Una presidencia de Obama también cambiaría el proceso de toma de decisiones. Es predecible que actores cercanos al Partido Demócrata, desde los grupos de solidaridad en la extrema izquierda hasta los sectores en el exilio que proponen usar el embargo como carta de negociación, pasando por los grupos afroamericanos y el clan Kennedy, tengan las puertas abiertas en la Casa Blanca para proponer cursos de acción. En contraste, el Consejo para la Libertad de Cuba no podrá cruzar la reja.

La elección de Obama removerá la amenaza del veto presidencial sobre las legislaciones en el Congreso que relajen el embargo. Lincoln Díaz Balart estuvo en lo cierto cuando en julio de 2001 defendió al presidente Bush como "la barrera más vigorosa e indispensable entre el lobby antiembargo creado por Clinton y el fin de esa política".

En ese sentido, un presidente Obama, unido a la certeza de un Congreso demócrata, trasmitiría a La Habana, sin excusas, una disposición para reciprocar cambios en la Isla que el presidente Clinton nunca tuvo.

¿Y las negociaciones gobierno a gobierno?

Negociar es un medio, no un fin. Una política de negociación funciona si dispone de las palancas necesarias (zanahorias y palos) para mover a la otra parte a las posiciones deseadas. ¿Pueden las negociaciones con La Habana generar aperturas en Cuba?

Si después de las elecciones, Obama pide un estimado de las palancas que tiene para negociar con Raúl Castro una transición a la democracia representativa, un analista objetivo le traerá malas noticias. Cuba no está en 1993, con apagones de dieciséis horas, sin más transporte que las bicicletas chinas y con una rampante neuritis comiéndose las conquistas de la revolución en salud.

En el plano interno, aunque existe descontento con la falta de reformas, la sucesión de Fidel a Raúl Castro ocurrió sin sobresaltos. En el externo, Cuba tiene significativa influencia regional, disfruta de una relación económica privilegiada con Venezuela, que resuelve sus problemas energéticos, y está desarrollando vínculos crecientes con Rusia, India y China. Tras firmar los dos convenios centrales de derechos humanos, Raúl Castro está dialogando con la Unión Europea para ampliar la cooperación y el comercio.
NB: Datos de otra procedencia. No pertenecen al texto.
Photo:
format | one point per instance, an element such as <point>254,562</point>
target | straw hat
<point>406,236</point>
Bush no hizo nada para dejarle una posición ventajosa. Cometió el terrible error de subestimar la capacidad de sobrevivencia de un régimen que se crece en la confrontación nacionalista con EE UU, mientras sufre cuando es medido por su desempeño en resolver los problemas de vivienda, transporte y comida del pueblo. Bush, contrario a lo que pedía la disidencia interna, hizo todo lo posible por darle a La Habana su escenario favorito: el David nacionalista contra el arrogante Goliat.
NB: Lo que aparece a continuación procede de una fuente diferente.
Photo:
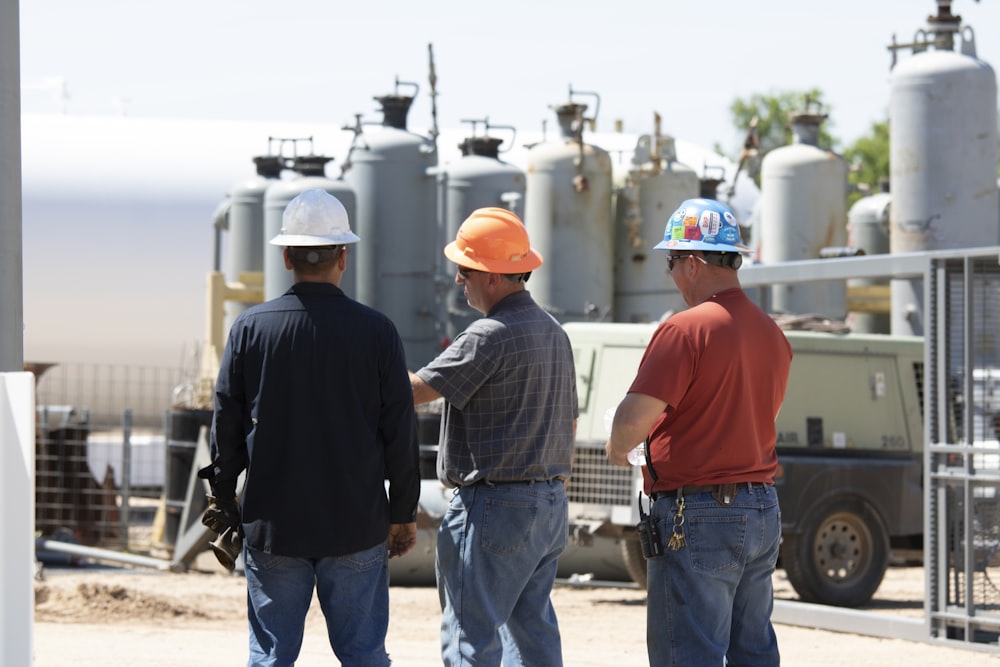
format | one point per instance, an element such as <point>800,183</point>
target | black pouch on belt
<point>649,535</point>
Raúl no hará concesiones que amenacen su poder a corto plazo. La élite cubana sabe que el embargo no es una fortaleza, sino —como ha dicho Stephen Wilkinson, del Instituto Internacional de Estudios de Cuba en Londres— un barco que se hunde. Una reforma económica cubana movilizaría intereses suficientes en Estados Unidos para abrirle un boquete bajo la línea de flotación. La Habana hará concesiones sólo si los acuerdos que obtenga son mejores que los cambios que puede obtener sin negociar.

Nada de lo anterior significa que Estados Unidos no tenga palancas efectivas si trabaja a largo plazo y escuchando a sus aliados. El comunismo en Cuba, como en el resto del mundo, ha fracasado. Estados Unidos permanece, y seguirá siendo en las próximas décadas el país más poderoso y el principal mercado del mundo. Al margen de arrogancias, la mayoría de los gobiernos, incluyendo Brasil, Rusia, China e India, invierten ingentes esfuerzos en construir una relación privilegiada con Washington.

Buscando palancas

Raúl Castro ha llamado a abrir negociaciones con Washington no porque quiera visitar Monticello, sino porque las élites postrevolucionarias tienen intereses que serían avanzados en las mismas. Los nacionalistas —que no son pocos, a diferencia de los comunistas, que cada vez son menos— quisieran alcanzar la meta histórica de entrar en la base "usurpada ilegalmente por más de un siglo".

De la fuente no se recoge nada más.